Pretrained Cross-Encoders¶

This page lists available pretrained Cross-Encoders. Cross-Encoders require the input of a text pair and output a score 0…1. They do not work for individual sentences and they don’t compute embeddings for individual texts.

BiEncoder

MS MARCO¶

MS MARCO Passage Retrieval is a large dataset with real user queries from Bing search engine with annotated relevant text passages.

These models can be used like this:

from sentence_transformers import CrossEncoder

model = CrossEncoder("model_name", max_length=512)
scores = model.predict([("Query1", "Paragraph1"), ("Query1", "Paragraph2")])

# For Example
scores = model.predict([
    ("How many people live in Berlin?", "Berlin had a population of 3,520,031 registered inhabitants in an area of 891.82 square kilometers."),
    ("How many people live in Berlin?", "Berlin is well known for its museums."),
])
  • cross-encoder/ms-marco-TinyBERT-L-2-v2 - MRR@10 on MS Marco Dev Set: 32.56

  • cross-encoder/ms-marco-MiniLM-L-2-v2 - MRR@10 on MS Marco Dev Set: 34.85

  • cross-encoder/ms-marco-MiniLM-L-4-v2 - MRR@10 on MS Marco Dev Set: 37.70

  • cross-encoder/ms-marco-MiniLM-L-6-v2 - MRR@10 on MS Marco Dev Set: 39.01

  • cross-encoder/ms-marco-MiniLM-L-12-v2 - MRR@10 on MS Marco Dev Set: 39.02

For details on the usage, see Applications - Information Retrieval

MS MARCO Cross-Encoders - More details

SQuAD (QNLI)¶

QNLI is based on the SQuAD dataset and was introduced by the GLUE Benchmark. Given a passage from Wikipedia, annotators created questions that are answerable by that passage.

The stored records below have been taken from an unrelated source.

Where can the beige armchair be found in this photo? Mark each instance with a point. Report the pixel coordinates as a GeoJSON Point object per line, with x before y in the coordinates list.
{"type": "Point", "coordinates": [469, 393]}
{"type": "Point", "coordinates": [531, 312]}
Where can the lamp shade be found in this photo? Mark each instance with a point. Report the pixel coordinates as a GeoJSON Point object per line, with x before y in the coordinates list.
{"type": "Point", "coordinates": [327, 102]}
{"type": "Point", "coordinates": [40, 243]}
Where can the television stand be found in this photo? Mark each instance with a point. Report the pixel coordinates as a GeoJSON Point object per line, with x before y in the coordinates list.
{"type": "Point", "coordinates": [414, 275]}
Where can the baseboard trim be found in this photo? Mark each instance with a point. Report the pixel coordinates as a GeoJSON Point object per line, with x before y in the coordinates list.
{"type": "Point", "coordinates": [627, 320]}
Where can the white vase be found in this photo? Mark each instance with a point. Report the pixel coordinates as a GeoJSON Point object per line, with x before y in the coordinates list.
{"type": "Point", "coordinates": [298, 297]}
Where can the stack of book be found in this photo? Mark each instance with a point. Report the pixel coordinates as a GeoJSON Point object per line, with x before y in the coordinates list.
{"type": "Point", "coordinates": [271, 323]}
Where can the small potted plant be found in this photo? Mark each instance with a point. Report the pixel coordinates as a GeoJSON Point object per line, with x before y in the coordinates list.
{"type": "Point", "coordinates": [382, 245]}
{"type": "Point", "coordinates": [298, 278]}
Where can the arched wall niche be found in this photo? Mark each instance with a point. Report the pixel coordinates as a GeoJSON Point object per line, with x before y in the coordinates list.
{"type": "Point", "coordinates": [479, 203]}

  • cross-encoder/qnli-distilroberta-base - Accuracy on QNLI dev set: 90.96

  • cross-encoder/qnli-electra-base - Accuracy on QNLI dev set: 93.21

STSbenchmark¶

The following models can be used like this:

from sentence_transformers import CrossEncoder

model = CrossEncoder("model_name")
scores = model.predict([("Sent A1", "Sent B1"), ("Sent A2", "Sent B2")])

They return a score 0…1 indicating the semantic similarity of the given sentence pair.

  • cross-encoder/stsb-TinyBERT-L-4 - STSbenchmark test performance: 85.50

  • cross-encoder/stsb-distilroberta-base - STSbenchmark test performance: 87.92

  • cross-encoder/stsb-roberta-base - STSbenchmark test performance: 90.17

  • cross-encoder/stsb-roberta-large - STSbenchmark test performance: 91.47

Quora Duplicate Questions¶

These models have been trained on the Quora duplicate questions dataset. They can used like the STSb models and give a score 0…1 indicating the probability that two questions are duplicate questions.

  • cross-encoder/quora-distilroberta-base - Average Precision dev set: 87.48

  • cross-encoder/quora-roberta-base - Average Precision dev set: 87.80

  • cross-encoder/quora-roberta-large - Average Precision dev set: 87.91

Note: The model don’t work for question similarity. The question How to learn Java and How to learn Python will get a low score, as these questions are not duplicates. For question similarity, the respective bi-encoder trained on the Quora dataset yields much more meaningful results.

NLI¶

Given two sentences, are these contradicting each other, entailing one the other or are these netural? The following models were trained on the SNLI and MultiNLI datasets.

  • cross-encoder/nli-deberta-v3-base - Accuracy on MNLI mismatched set: 90.04

  • cross-encoder/nli-deberta-base - Accuracy on MNLI mismatched set: 88.08

  • cross-encoder/nli-deberta-v3-xsmall - Accuracy on MNLI mismatched set: 87.77

  • cross-encoder/nli-deberta-v3-small - Accuracy on MNLI mismatched set: 87.55

  • cross-encoder/nli-roberta-base - Accuracy on MNLI mismatched set: 87.47

  • cross-encoder/nli-MiniLM2-L6-H768 - Accuracy on MNLI mismatched set: 86.89

  • cross-encoder/nli-distilroberta-base - Accuracy on MNLI mismatched set: 83.98

from sentence_transformers import CrossEncoder

model = CrossEncoder("model_name")
scores = model.predict([
    ("A man is eating pizza", "A man eats something"),
    ("A black race car starts up in front of a crowd of people.", "A man is driving down a lonely road."),
])

# Convert scores to labels
label_mapping = ["contradiction", "entailment", "neutral"]
labels = [label_mapping[score_max] for score_max in scores.argmax(axis=1)]